In the year 2020, performing “customer-centric” and creating “valuable customer experiences” aren’t to call much of a trend anymore. Some excel, as we all look up to Netflix, Uber and Spotify brands with a state of the art CX and underlying Machine Learning algorithms – and some are learning the hard way. The better the CX, the more churn reduces, profit increases and loyalty grows. The worse the CX, the higher the risk customers leave a brand, choose alternatives and even worse, complain about it publicly.
Cultivating positive, personal connections with customers increases to be of big impact on business successes. The ever-advancing and fast pace developing Digital landscape gives customers a wider scope on the market and its players, plus redefines customers’ needs and expectations. As competition is greater and consumer power is growing, organizations are forced to seek beyond product innovation or service differentiation – searching for sustainable, durable forms of competitive advantages. “Customer Experience” is, in our opinion – and in those of many others, a source to seriously (re-)consider in 2020.
There are many definitions behind the concept of Customer Experiences. For now, we go with it as the total set of interactions between a customer and an organization throughout the business relationship being build, maintained and extended. A challenge lies in the large variety of interactions, where one used to have only a limited opportunity to interact with an organization. One could visit a store, call or send a letter to corporate offices – but that’s about it. Today, the customer journey holds many touchpoints across many channels. How to manage, align and connect all touchpoints, while being on-demand valuable and relevant in each and every individual one?
From an operational and IT perspective, that is complicated yet possible. As emphasized in our article on Digital Transformation, customers evolve in needs and expectations simply because technology gives them the opportunity to do so.

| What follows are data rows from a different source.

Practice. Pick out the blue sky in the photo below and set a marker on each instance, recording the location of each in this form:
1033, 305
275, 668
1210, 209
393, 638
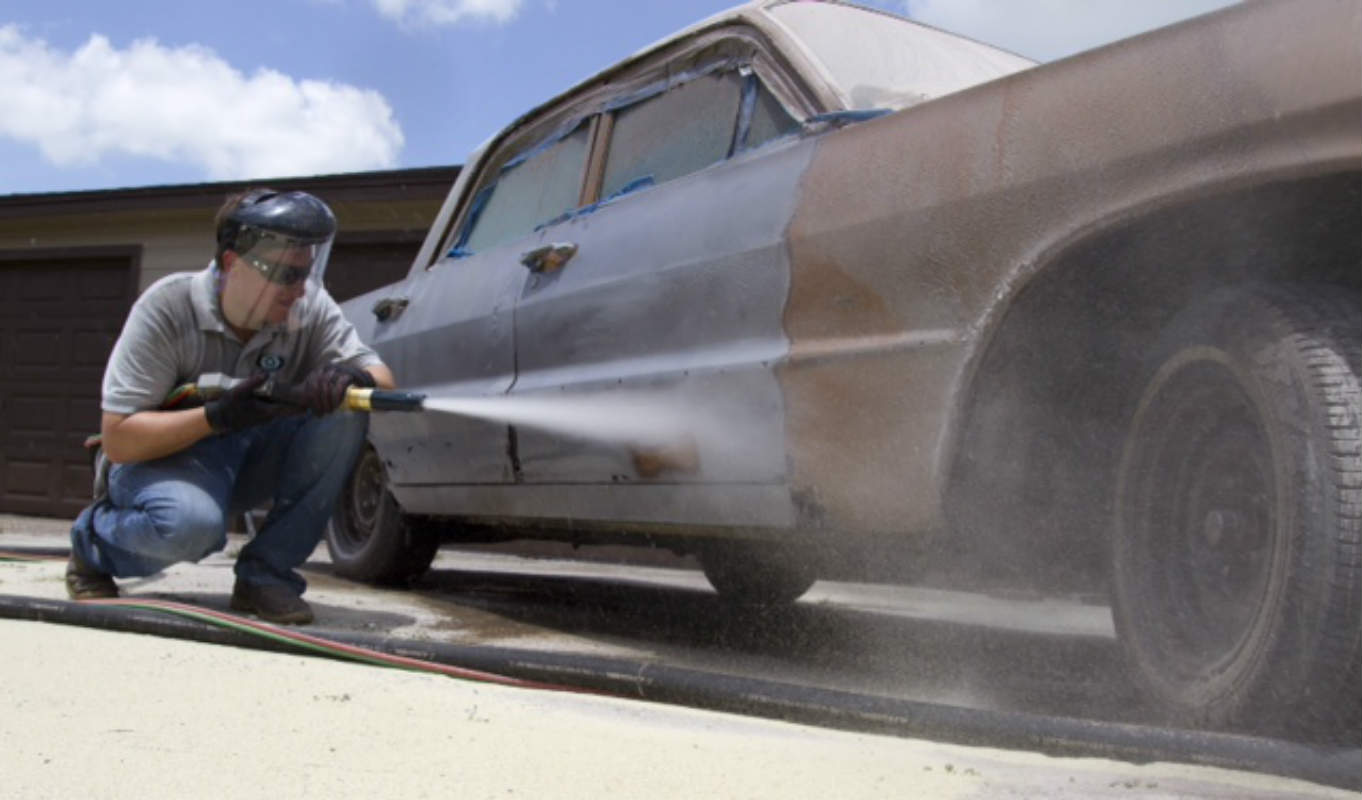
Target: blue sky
125, 93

On the surface customers still want the same – to be taken care of, to be served and be supported along their journey to purchase. As of today, due to the possibilities technology provides, their needs evolve to faster, better and more personalized experiences. And until technology stops to develop, these needs will keep evolving. Therefore, organizations should embrace (emerging) digital technologies as an opportunity to meet customer demands and create customer value, transforming to a more agile and flexible set-up that keeps up with the world outside of corporate walls.
Back to customer centricity and valuable customer experiences. Each interaction could be user-friendly optimized, with fast user flows and convenient UX/UI designs that proved themselves throughout multiple test rounds – while churn, profit and loyalty results remain disappointing. CX touches upon the entire organization and reflects all channels – including direct, indirect, online and offline ones. This therefore requires for all stakeholders throughout the journey to closely collaborate rather than polishing up their piece of the puzzle – and that’s where things become complicated. Many organizations are structured in functional areas, creating silo’s that do not connect, communicate or collaborate. Under this weight, customer experiences stumble. What works for one, might contradict with others.
First things first, operational and IT improvements should be made in order to build a sufficient data management system that drives research and insights for improvements or value creation, and measures the effect on certain stimuli on customers along the way. Besides, proper research lays ground for new ideas and experiments to be conducted. Going beyond optimizing current processes of interactions, technology opens doors for (new) CX streams to be designed. Next to that, customer centricity is about changing mindset and focus to the customer – across each individual discipline, department and team. Organizational perspectives, as well as procedures, should be reconsidered, reorganized and changed in the light of a customer centric vision. The focus shifts from functional areas to touchpoints, from silo’s to shared responsibilities. Which should be seen as an ongoing process, for the simple reason that customer expectations, wishes and demands evolve over time, trends and technologies. As soon as customers become less of a top level priority, or are not embedded in day-to-day goals and tasks, CX ratings and CS numbers are spiraling downward – way faster than they have ever attempt to rise. A customer-centric transformation asks to continuously rethink what you do to connect with customers and mostly, how you do it. It requires for organizations to understand who their customer is, what they do, how and where but mostly – why?